16 July 2009

When Words Fail

A while back I worked at a company who made software+hardware products in a maturing market. The company found  it needed to deliver higher quality products with more features and was struggling to do so from an old codebase. It had become clear to the management team that late-stage serious defects were the major cause of schedule/quality issues but they had been able to fix this problem.

The codebase management team had a lot of ideas about what the causes were and how to fix them. They had discussed "technical debt", "silo-ing" and other causes. However in the end they settled on two key priorities: taking extreme care with code changes and sticking with established QA processes to minimise the number of introduced bugs.

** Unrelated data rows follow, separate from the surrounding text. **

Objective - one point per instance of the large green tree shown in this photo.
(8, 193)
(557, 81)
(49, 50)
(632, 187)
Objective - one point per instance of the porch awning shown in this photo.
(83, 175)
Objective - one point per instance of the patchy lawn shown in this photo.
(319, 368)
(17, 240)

Eventually the project was given to me to manage. One of the (many) things the development team had done well was to document each bug and cross-reference bug fixes against  the source code. I analysed about 100 recently fixed serious software bugs, looked up their fixes in the SCM and then looked up the date at which the code changes causing the bug were checked in. This showed that most of the bugs being found had been introduced months before they were discovered. It was clear that the late-stage defects were dominated by latent bugs being unmasked by changes, not by bugs introduced by changes.

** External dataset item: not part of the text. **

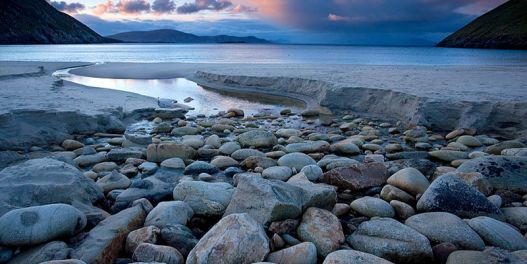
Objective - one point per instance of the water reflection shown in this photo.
(206, 101)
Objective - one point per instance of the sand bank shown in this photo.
(38, 109)
(492, 99)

Some changes to the development process were needed. The development group was responsible for creating code without introducing bugs and the QA group was responsible for finding the bugs the development team missed. However the QA process was unsuited to discovering latent bugs fast because it had a long cycle based on testing user scenarios. Therefore I got small teams of developers and QAs to work closely together to find, fix and verify bugs and I took some developers away other work to develop a system to find and fix (and eventually prevent the introduction of more) latent bugs. This work is described here. With these changes in place, code stability improved rapidly and late-stage serious bugs essentially ceased to be found.

That was a fairly straightforward technical solution to a fairly straightforward  technical problem. So why had the very capable management team who had known the underlying causes (technical debt and silo-ing) not been able to fix the problem for so long?

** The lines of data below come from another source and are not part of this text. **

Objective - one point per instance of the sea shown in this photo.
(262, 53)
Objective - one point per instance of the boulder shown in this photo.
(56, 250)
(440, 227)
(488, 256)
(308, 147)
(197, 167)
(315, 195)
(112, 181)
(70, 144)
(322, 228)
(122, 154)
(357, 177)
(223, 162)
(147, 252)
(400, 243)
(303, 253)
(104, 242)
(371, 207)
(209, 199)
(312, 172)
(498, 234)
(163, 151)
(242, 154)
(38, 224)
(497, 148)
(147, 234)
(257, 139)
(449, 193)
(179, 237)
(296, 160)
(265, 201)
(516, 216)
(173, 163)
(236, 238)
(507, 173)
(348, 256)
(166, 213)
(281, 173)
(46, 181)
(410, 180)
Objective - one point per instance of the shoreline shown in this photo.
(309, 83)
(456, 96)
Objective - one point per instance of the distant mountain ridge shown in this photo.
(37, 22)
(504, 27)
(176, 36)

Change is known to be difficult in organisations and there is an industry built around dealing with this. However our immediate problem was not an inability to persuade people to change. In fact consultation and review had been distracting people from doing the experimentation required to find the underlying causes of the problem was and how to fix them. The more people talked about the problem the further they got from the solution (hence this post's title).

The situation reminded me of Uncle Bob Martin's Agile Smagile

As I said before, going meta is a good thing. However, going meta requires experimental evidence. Unfortunately the industry has latched on to the word "Agile" and has begun to use it as a prefix that means "good". This is very unfortunate, and discerning software professionals should be very wary of any new concept that bears the "agile" prefix. The concept has been taken meta, but there is no experimental evidence that demonstrates that "agile", by itself, is good.
The deeply ingrained practices in the organisation I worked in had grown out of  ideas that had worked well in the past. They had been good enough to cover a wide range of development scenarios for a long while and were clearly based on experimental evidence from past development. However somewhere along the way people had stopped experimenting and modifying the rules, and started just following the rules. This is what Uncle Bob called "going meta". The problem for our organisation was that the set of rules it had got to when it stopped experimenting were not universally true, they were only true for the type of the development they were doing when they stopped changing the rules.

The changes I made to detect and fix latent bugs (high-coverage automated system testing, static analysis with Klocwork and refactoring with unit tests) were adopted across the development organisation and became part of the standard development process, at least for the time I was there. That was good but I wondered if those practices would become a fixed part of the new development process because they had worked some time in the past. And I wondered whether they would prevent the company from addressing problems that arose in the future, just as the practises that had worked well in the past had come to do.

1 comment:

David said...

Here is a hot-off-the-press example of how talking about something for long enough can lead to a bad outcome.

This group of "Agile" experts have decided that fixing bugs as they are found may not be such a good idea!